Con il disimpegno Usa dalla regione e le difficoltà dei principali alleati di Assad (Russia, Iran e Hezbollah) nell'offrire un sostegno militare, il presidente turco prova a sfruttare la situazione
Ora è ufficiale. Le forze islamiste che in queste ore sono arrivate alle porte di Homs puntano a far cadere il regime siriano di Bashar Al Assad con l’aiuto della Turchia. “Dopo Idlib, Hama e Homs l’obiettivo sarà Damasco – ha detto il presidente turco Recep Tayyip Erdogan – Abbiamo lanciato un appello ad Assad, abbiamo detto ‘forza, determiniamo assieme il futuro della Siria‘. Purtroppo, non abbiamo ricevuto una risposta positiva”. Dopo avere interrotto le relazioni nel 2011, negli ultimi anni Ankara ha più volte tentato di ristabilire le relazioni con Damasco. Ora, con la capacità degli Usa di Joe Biden di influire sulla regione ridotta al minimo, in attesa dell’arrivo di Donald Trump alla Casa Bianca, e i principali alleati del regime (Russia, Iran e Hezbollah) impegnati su altri importanti fronti di guerra, il Sultano ha deciso di passare all’azione. Per rafforzare la posizione della Turchia sullo scacchiere mediorientale e su quello internazionale.

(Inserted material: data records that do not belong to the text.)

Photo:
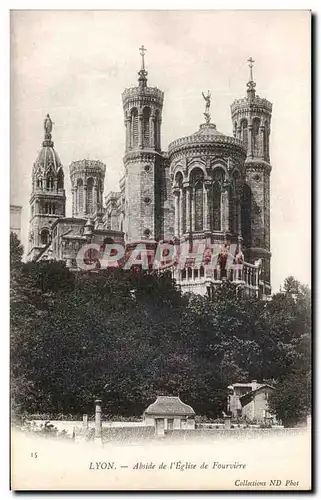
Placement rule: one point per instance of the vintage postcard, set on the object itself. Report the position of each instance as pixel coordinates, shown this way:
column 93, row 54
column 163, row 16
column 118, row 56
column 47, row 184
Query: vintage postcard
column 160, row 322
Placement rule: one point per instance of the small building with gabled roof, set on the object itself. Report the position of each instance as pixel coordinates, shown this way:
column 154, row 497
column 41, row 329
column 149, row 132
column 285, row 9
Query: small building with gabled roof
column 169, row 413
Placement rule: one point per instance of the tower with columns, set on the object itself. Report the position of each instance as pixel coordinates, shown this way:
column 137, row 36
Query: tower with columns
column 48, row 199
column 148, row 205
column 251, row 118
column 87, row 181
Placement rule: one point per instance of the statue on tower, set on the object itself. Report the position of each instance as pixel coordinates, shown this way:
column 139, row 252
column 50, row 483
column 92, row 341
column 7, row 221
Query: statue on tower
column 47, row 124
column 207, row 99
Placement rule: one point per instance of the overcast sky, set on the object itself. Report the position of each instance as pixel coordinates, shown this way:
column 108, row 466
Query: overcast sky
column 75, row 64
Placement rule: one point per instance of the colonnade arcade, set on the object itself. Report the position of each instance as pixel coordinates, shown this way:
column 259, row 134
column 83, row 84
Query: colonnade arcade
column 143, row 128
column 87, row 196
column 207, row 203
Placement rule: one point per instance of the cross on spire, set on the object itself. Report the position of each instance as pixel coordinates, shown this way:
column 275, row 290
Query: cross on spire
column 251, row 61
column 142, row 51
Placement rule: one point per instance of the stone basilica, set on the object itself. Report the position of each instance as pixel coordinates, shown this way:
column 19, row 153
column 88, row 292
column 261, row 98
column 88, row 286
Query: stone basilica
column 208, row 188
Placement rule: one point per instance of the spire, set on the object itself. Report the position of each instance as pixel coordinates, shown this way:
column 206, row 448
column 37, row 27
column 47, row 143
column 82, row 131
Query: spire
column 47, row 125
column 142, row 73
column 251, row 83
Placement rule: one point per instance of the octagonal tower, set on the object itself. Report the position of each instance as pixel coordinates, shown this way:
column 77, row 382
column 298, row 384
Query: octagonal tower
column 251, row 118
column 87, row 180
column 147, row 210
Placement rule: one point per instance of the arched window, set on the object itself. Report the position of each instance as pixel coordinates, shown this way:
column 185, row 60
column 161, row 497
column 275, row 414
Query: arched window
column 146, row 128
column 134, row 127
column 256, row 143
column 60, row 179
column 99, row 190
column 197, row 182
column 246, row 215
column 244, row 132
column 179, row 184
column 157, row 130
column 44, row 237
column 80, row 196
column 49, row 183
column 233, row 203
column 235, row 129
column 90, row 191
column 216, row 199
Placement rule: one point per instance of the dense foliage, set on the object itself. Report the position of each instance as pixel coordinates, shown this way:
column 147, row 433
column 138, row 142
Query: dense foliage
column 128, row 336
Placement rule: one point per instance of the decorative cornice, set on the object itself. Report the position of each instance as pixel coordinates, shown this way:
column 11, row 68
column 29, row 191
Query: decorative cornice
column 205, row 141
column 255, row 104
column 213, row 150
column 87, row 166
column 257, row 166
column 143, row 156
column 143, row 96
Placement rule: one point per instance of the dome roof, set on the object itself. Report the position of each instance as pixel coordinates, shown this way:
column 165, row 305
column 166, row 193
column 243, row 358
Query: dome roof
column 207, row 129
column 207, row 136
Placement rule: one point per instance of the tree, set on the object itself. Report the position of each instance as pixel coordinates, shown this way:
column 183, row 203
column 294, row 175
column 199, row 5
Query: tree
column 129, row 336
column 291, row 399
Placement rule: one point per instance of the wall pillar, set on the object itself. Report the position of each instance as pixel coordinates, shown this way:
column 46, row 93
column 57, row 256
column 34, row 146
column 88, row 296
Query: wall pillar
column 85, row 198
column 193, row 208
column 225, row 208
column 95, row 197
column 181, row 212
column 262, row 141
column 177, row 215
column 152, row 130
column 140, row 130
column 205, row 207
column 98, row 424
column 188, row 209
column 127, row 125
column 250, row 142
column 73, row 191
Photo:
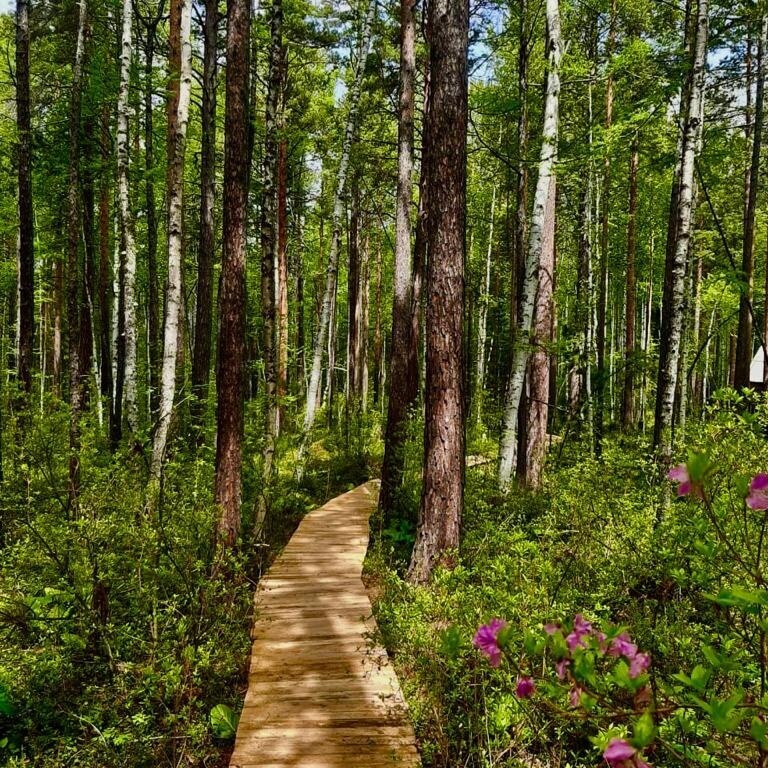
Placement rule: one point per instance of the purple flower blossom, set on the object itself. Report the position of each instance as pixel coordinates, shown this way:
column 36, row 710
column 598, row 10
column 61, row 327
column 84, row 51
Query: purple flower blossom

Le parole di Erdogan irrompono nel pieno dell’avvio ufficiale delle trattative diplomatiche tra i Paesi impegnati nel conflitto. Il ministero degli Esteri di Ankara ha confermato che la delegazione turca domani incontrerà quella russa e quella iraniana a margine del Forum di Doha: “Il ministro Hakan Fidan incontrerà i ministri russo Lavrov e iraniano Araghchi per un incontro nel formato Astana”, (Russia, Iran e Turchia), il gruppo di mediatori che durante e dopo il primo conflitto siriano avevano coordinato gli sforzi per la tregua e che, dopo la ripresa improvvisa del conflitto la scorsa settimana, non si era ancora riunito.
A provare a dare le carte sarà Ankara, che storicamente ha due obiettivi. Il primo: contenere, mettere sotto pressone, e se possibile sradicare la popolazione e le milizie curde dalle aree appena al di là del suo confine. La Syrian National Army (coalizione di milizie cooptate dalla Turchia che in questi anni hanno massacrato la popolazione curda del Nord) ha preso il controllo dell’area di Tall Rifaat, centro a nord di Aleppo, per anni in mano alle forze curdo-siriane utilizzate dagli Stati Uniti in chiave anti Isis, la cui presenza è largamente diffusa nel settentrione del Paese e che secondo Erdogan costituiscono una minaccia terroristica per la Turchia. Non è un caso che oggi Mazloum Abdi, leader delle Forze democratiche siriane (Sdf) a maggioranza curda che controllano gran parte del nord-est, abbia dichiarato di essere aperto a colloqui con la Turchia e i ribelli islamisti”: “Vogliamo una de-escalation con Hayat Tahrir al-Sham (l’altro cartello di milizie che sta conducendo l’offensiva contro Damasco, ndr) e altre parti e risolvere i problemi attraverso il dialogo. Siamo rimasti sorpresi nel vedere l’improvviso e rapido crollo delle forze governative siriane in prima linea – ha aggiunto -, mentre le fazioni hanno preso il controllo di vaste aree imponendo una nuova realtà politica e militare”.
Il secondo obiettivo del presidente turco è poi quello di estendere la propria influenza sul Paese governato da 53 anni dalla dinastia degli Assad e, di conseguenza, sulla regione. Così ha approfittato del momento. Con la Russia alleata del regime impegnata nella logorante e costosa guerra in Ucraina, l’Iran fiaccato dalla crisi economica e, come l’altro alleato Hezbollah, dal conflitto per procura con Israele, Erdogan si è messo in una situazione di vantaggio per ritagliarsi – al tavolo delle trattative e non solo – un ruolo di arbitro con Mosca e Teheran sul futuro della Siria.
Con un altro obiettivo di lungo termine: che l’avanzata delle forze ostili al regime, e la prospettiva di una sua eventuale caduta, spinga almeno una parte dei 3 milioni di rifugiati siriani ospitati in Turchia a fare ritorno in patria. Anche se al momento il rischio è che i bombardamenti delle aviazioni di Damasco e di Mosca sui territori in mano ai ribelli creino nuovi ingenti flussi migratori in direzione nord: secondo il World Food Programme, l’Agenzia delle Nazioni Unite che si occupa di assistenza alimentare, l’escalation nel nord-ovest del Paese ha già fatto più di 280 mila sfollati.